At least 3,000 gallons of diesel fuel caught fire, according to Mobile Fire-Rescue spokesperson Capt. Debbie Bryars. It took approximately 24 hours to put out the fire as additional firefighting foam was brought in from Mississippi to douse the blaze.

Firefighters were battling the fire on the boat until an explosion forced them to operate from shore and from the department’s fireboat Phoenix.

Fire officials credited the fireboat for averting an even worse scenario. The fireboat sprayed water on the hull of the vessel, which possibly prevented the fire from burning through the hull and allowing flaming fuel to spill into the river.

Bender officials would not say how much damage was done to the ship or if it is salvageable. A fire that lasts almost 24 hours likely caused significant damage to the engine room and smoke and water damage to the decks above.

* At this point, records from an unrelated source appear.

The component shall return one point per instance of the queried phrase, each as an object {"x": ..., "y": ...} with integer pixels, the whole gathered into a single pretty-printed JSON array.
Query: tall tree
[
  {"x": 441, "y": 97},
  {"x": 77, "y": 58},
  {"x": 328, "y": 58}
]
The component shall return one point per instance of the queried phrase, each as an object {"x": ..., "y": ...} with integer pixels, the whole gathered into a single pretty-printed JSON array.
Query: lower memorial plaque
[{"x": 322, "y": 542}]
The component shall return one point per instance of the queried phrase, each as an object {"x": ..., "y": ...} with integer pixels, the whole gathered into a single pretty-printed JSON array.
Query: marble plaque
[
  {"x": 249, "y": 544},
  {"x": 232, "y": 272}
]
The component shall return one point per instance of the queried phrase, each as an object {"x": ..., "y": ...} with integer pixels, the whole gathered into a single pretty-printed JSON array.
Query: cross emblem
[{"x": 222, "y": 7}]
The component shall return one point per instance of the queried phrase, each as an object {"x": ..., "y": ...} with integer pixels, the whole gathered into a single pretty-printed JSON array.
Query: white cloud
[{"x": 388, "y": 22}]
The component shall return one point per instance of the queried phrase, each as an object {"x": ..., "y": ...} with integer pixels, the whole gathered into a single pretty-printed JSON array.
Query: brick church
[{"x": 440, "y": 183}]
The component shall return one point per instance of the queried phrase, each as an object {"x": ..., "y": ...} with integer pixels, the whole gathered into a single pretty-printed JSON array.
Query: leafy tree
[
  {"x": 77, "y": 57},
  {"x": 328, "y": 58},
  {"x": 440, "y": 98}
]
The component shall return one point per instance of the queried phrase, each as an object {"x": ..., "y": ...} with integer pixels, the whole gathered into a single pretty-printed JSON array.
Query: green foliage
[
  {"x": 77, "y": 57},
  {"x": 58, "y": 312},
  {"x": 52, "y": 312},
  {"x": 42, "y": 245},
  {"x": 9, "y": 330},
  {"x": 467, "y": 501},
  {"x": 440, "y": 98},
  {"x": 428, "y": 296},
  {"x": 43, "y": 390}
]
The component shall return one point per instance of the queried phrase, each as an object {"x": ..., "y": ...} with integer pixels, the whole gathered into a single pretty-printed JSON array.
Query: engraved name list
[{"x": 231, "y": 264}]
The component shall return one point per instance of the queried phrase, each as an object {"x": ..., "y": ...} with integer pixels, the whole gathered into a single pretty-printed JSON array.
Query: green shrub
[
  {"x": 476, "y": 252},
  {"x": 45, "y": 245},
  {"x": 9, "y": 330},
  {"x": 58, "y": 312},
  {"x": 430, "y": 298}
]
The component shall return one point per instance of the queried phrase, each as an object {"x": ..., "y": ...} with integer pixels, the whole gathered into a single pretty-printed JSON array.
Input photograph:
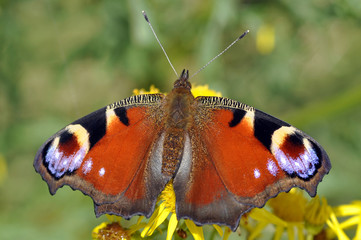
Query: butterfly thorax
[{"x": 179, "y": 104}]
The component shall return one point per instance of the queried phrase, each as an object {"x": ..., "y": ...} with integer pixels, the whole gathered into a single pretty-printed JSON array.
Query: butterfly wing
[
  {"x": 252, "y": 156},
  {"x": 112, "y": 155}
]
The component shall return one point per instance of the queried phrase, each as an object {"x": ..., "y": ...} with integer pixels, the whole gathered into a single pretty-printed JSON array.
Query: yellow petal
[
  {"x": 335, "y": 226},
  {"x": 257, "y": 230},
  {"x": 291, "y": 232},
  {"x": 196, "y": 231},
  {"x": 158, "y": 221},
  {"x": 265, "y": 39},
  {"x": 219, "y": 229},
  {"x": 173, "y": 222},
  {"x": 262, "y": 215},
  {"x": 347, "y": 210},
  {"x": 279, "y": 232},
  {"x": 152, "y": 219}
]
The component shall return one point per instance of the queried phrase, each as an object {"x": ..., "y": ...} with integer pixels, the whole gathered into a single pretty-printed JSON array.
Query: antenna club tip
[
  {"x": 145, "y": 16},
  {"x": 244, "y": 34}
]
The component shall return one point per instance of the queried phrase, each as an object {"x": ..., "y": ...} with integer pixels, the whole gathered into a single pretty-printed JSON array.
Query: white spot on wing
[
  {"x": 59, "y": 163},
  {"x": 272, "y": 167},
  {"x": 256, "y": 173},
  {"x": 101, "y": 172},
  {"x": 87, "y": 166},
  {"x": 304, "y": 165}
]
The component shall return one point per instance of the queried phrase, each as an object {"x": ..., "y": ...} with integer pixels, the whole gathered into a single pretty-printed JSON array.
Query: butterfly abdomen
[{"x": 179, "y": 103}]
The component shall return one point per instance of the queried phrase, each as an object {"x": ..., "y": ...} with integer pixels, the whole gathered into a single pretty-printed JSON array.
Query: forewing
[
  {"x": 238, "y": 158},
  {"x": 257, "y": 155},
  {"x": 110, "y": 155}
]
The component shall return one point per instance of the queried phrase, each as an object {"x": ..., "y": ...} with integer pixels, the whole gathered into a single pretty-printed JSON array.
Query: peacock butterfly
[{"x": 224, "y": 157}]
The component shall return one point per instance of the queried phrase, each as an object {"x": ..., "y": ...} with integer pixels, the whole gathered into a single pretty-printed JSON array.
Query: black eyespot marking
[
  {"x": 121, "y": 113},
  {"x": 65, "y": 137},
  {"x": 318, "y": 153},
  {"x": 45, "y": 151},
  {"x": 238, "y": 114},
  {"x": 296, "y": 139},
  {"x": 95, "y": 124},
  {"x": 264, "y": 127}
]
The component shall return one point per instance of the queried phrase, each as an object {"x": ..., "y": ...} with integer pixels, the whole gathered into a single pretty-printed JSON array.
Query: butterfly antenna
[
  {"x": 156, "y": 37},
  {"x": 230, "y": 45}
]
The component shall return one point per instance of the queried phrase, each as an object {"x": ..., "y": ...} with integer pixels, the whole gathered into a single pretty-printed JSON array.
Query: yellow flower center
[
  {"x": 168, "y": 197},
  {"x": 289, "y": 206}
]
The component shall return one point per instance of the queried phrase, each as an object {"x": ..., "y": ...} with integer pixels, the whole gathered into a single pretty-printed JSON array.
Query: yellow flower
[
  {"x": 316, "y": 214},
  {"x": 353, "y": 211},
  {"x": 288, "y": 214},
  {"x": 113, "y": 230},
  {"x": 166, "y": 207},
  {"x": 265, "y": 39}
]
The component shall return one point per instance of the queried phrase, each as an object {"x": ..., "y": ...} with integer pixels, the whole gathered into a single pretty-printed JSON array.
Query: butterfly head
[{"x": 182, "y": 81}]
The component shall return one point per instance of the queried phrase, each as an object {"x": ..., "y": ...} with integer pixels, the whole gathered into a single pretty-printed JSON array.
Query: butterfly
[{"x": 222, "y": 156}]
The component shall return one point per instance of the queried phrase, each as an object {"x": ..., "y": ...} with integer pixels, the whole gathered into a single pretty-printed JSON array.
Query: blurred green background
[{"x": 60, "y": 60}]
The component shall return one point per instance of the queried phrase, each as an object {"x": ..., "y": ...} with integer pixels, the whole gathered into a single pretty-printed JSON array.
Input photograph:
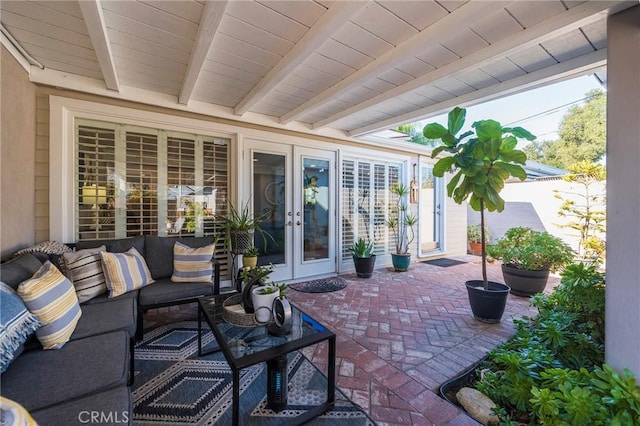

The Seacor Sherman is a diesel-electric boat. The four main engines and their generators sit in the forward part of the hull, directly under the galley and accommodation spaces, which have the greatest amount of flammable materials on the vessel.

The investigation is being led by the Occupational Safety and Health Administration. The fire is considered a workplace accident because the boat had not been delivered to the customer.

Bender indicated that they would have no comment on the fire until a report is completed. Seacor Marine also declined to comment.